The cotton blouse from the MaisonCléo collection for Opening Ceremony.

FAMILY AFFAIR: MaisonCléo, the French ready-to-wear brand born on Instagram, is teaming with Opening Ceremony for a capsule collection.

The brand, founded by Marie Dewet and her mother Nathalie in September 2016, has designed three pieces — a cotton shirt, a silk top and a silk skirt — which will be sold exclusively on the Opening Ceremony web site.

The capsule is limited in numbers: only 40 pieces will be available on the web site, both due to fabric limitation — the brand uses leftover and surplus fabrics from established fashion houses — and to its small team.

Based between Lille and Calais, in the north of France, MaisonCléo is entirely made by Nathalie (also known as “Cléo” to her friends because of the Cleopatra-style eyeliner she used to sport when she was younger) who has been a seamstress for over 30 years.

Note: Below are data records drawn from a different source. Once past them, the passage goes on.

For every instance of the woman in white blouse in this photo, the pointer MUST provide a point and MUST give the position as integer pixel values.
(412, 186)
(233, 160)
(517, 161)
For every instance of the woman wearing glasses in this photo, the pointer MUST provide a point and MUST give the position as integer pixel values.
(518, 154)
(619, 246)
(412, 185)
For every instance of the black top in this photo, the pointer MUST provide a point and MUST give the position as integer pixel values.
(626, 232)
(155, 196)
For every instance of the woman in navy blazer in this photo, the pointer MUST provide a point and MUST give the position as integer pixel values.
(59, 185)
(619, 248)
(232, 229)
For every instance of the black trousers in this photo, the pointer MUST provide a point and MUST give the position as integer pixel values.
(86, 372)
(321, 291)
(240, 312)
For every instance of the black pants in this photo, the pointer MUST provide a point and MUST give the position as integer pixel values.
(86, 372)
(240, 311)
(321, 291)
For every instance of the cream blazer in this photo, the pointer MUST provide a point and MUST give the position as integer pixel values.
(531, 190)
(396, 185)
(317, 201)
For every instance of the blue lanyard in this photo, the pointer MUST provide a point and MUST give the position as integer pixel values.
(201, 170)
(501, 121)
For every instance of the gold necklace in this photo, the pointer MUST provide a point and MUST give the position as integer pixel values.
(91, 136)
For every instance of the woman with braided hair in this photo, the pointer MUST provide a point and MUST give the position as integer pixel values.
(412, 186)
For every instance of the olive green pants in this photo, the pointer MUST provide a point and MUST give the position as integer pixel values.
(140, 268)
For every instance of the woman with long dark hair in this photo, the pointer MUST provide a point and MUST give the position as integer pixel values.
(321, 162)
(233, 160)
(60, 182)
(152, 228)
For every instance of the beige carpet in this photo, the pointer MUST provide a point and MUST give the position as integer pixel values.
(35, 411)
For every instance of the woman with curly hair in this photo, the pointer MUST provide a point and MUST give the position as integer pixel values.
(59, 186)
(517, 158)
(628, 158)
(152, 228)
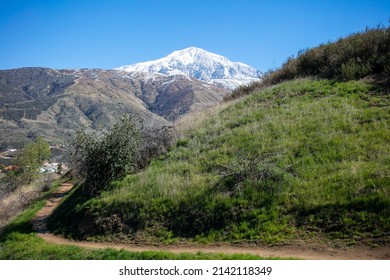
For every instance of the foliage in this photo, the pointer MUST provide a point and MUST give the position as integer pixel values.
(18, 242)
(300, 156)
(103, 156)
(100, 158)
(28, 161)
(19, 246)
(355, 57)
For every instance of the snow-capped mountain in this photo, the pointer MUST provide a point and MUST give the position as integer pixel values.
(200, 64)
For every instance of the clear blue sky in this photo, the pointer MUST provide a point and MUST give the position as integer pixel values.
(111, 33)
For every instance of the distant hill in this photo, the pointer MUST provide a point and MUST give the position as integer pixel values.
(303, 157)
(54, 103)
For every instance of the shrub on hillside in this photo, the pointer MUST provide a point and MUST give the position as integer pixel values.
(99, 157)
(355, 57)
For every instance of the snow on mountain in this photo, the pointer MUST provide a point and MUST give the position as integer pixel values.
(200, 64)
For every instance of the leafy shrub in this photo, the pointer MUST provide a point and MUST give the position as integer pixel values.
(101, 157)
(351, 58)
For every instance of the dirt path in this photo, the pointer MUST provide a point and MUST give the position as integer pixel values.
(304, 251)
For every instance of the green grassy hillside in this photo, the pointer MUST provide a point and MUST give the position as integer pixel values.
(303, 159)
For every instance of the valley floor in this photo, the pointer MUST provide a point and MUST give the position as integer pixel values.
(313, 251)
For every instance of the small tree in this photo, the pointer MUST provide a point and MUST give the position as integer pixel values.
(28, 161)
(99, 158)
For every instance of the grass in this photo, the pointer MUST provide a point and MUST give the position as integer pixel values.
(19, 242)
(30, 247)
(306, 157)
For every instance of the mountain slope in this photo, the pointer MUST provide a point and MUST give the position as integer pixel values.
(54, 103)
(301, 160)
(199, 64)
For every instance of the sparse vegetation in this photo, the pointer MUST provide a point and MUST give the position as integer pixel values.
(301, 158)
(303, 155)
(99, 157)
(27, 163)
(355, 57)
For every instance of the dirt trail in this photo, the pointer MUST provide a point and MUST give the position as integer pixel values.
(304, 251)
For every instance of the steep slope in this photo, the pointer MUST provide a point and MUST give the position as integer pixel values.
(54, 103)
(174, 96)
(200, 64)
(304, 160)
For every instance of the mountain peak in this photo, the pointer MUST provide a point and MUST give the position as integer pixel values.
(200, 64)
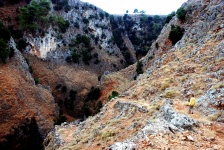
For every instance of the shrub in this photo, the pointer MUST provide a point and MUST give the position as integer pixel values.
(76, 25)
(181, 14)
(176, 34)
(114, 94)
(21, 45)
(11, 52)
(169, 17)
(64, 89)
(68, 103)
(30, 69)
(36, 80)
(157, 45)
(4, 32)
(99, 106)
(139, 69)
(107, 134)
(72, 94)
(93, 94)
(75, 57)
(62, 24)
(60, 120)
(69, 59)
(169, 94)
(85, 20)
(99, 77)
(4, 52)
(97, 61)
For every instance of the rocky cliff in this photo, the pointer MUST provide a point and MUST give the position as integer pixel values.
(151, 111)
(60, 47)
(20, 101)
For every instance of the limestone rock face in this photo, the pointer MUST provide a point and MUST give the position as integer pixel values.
(21, 100)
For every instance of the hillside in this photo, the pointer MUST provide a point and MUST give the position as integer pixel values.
(151, 111)
(53, 55)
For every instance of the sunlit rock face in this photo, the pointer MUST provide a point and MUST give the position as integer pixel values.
(41, 46)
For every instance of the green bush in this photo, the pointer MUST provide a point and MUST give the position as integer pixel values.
(62, 24)
(93, 94)
(36, 80)
(139, 69)
(169, 17)
(181, 14)
(69, 59)
(75, 57)
(4, 52)
(176, 34)
(157, 45)
(114, 94)
(11, 52)
(99, 106)
(72, 94)
(21, 45)
(30, 69)
(60, 120)
(64, 89)
(85, 20)
(4, 32)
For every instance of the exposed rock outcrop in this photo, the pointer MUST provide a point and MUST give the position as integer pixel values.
(143, 117)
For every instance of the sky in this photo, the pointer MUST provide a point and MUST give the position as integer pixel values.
(152, 7)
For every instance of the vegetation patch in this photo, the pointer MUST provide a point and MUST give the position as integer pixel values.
(113, 95)
(5, 51)
(105, 135)
(181, 14)
(170, 16)
(169, 94)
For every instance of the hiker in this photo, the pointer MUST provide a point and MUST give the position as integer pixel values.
(191, 104)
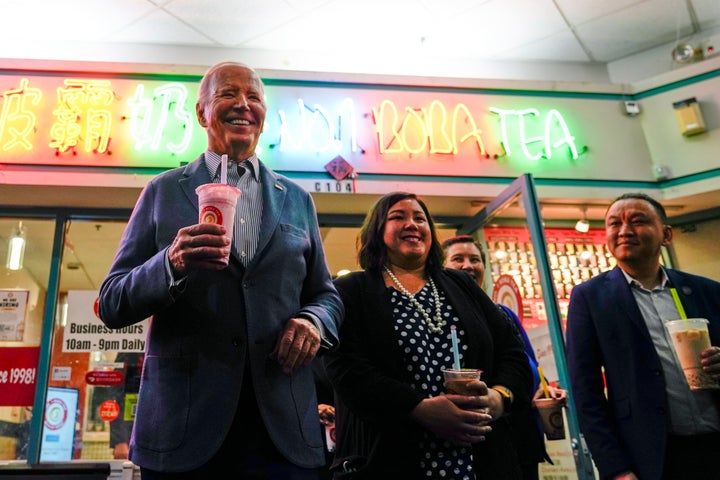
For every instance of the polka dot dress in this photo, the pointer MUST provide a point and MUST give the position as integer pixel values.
(425, 354)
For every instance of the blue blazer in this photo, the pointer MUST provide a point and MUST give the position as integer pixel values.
(629, 428)
(202, 336)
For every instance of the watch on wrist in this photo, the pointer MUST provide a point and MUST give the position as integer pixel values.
(507, 397)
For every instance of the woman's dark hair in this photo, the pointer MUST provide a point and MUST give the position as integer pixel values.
(463, 239)
(372, 251)
(659, 209)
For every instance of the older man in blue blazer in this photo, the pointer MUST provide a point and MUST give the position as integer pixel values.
(227, 390)
(635, 408)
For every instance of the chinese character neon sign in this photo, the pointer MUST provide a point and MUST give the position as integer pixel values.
(152, 123)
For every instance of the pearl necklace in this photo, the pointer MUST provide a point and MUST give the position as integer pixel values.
(436, 326)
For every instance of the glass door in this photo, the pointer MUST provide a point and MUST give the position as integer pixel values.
(519, 275)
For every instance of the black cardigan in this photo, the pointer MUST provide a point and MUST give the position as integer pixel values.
(372, 388)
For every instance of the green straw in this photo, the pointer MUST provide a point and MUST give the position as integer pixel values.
(681, 310)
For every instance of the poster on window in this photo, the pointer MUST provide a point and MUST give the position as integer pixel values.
(85, 332)
(13, 308)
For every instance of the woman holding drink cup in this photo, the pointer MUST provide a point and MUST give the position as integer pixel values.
(394, 416)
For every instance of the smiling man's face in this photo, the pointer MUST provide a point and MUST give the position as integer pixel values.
(233, 112)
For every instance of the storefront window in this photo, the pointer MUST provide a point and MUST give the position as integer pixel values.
(87, 357)
(24, 272)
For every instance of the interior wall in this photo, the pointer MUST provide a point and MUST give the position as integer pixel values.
(696, 248)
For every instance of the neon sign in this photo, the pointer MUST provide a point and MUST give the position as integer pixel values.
(17, 117)
(424, 129)
(152, 123)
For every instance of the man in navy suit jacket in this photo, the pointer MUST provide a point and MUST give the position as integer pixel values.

“A lot of retailers have approached us but the stock they ask for is always too high,” said Dewet. “Opening Ceremony spotted us on Instagram, and we managed to agree on a collection of 40 pieces, which my mother spent two months creating.”

The silk shirt and skirt from the MaisonCléo collection for Opening Ceremony

The silk shirt and skirt from the MaisonCléo collection for Opening Ceremony.  Courtesy

The mother-daughter duo shot to fame when model Emily Ratajkowski and blogger Leandra Medine posted pictures of themselves wearing the brand’s signature white long-sleeve blouse on social media during summer 2017.

The brand’s weekly drops — new pieces go on sale every Wednesday on the brand’s e-shop and are revealed to MaisonCléo’s 25,000 followers on Instagram — were immediately mobbed. “We’ve been sold out every week since,” said Dewet.

Dewet, who works mornings at Vestiaire Collective, dreams of expanding MaisonCléo to “a group of Calais-based seamstresses.” The brand now counts six people to help with shipping, administration and order preparation, but Cléo remains the sole designer.

“The most popular comment we get from clients is, ‘It looks like my grandma made it,’” said Dewet. “They really appreciate the fact that it is homemade.”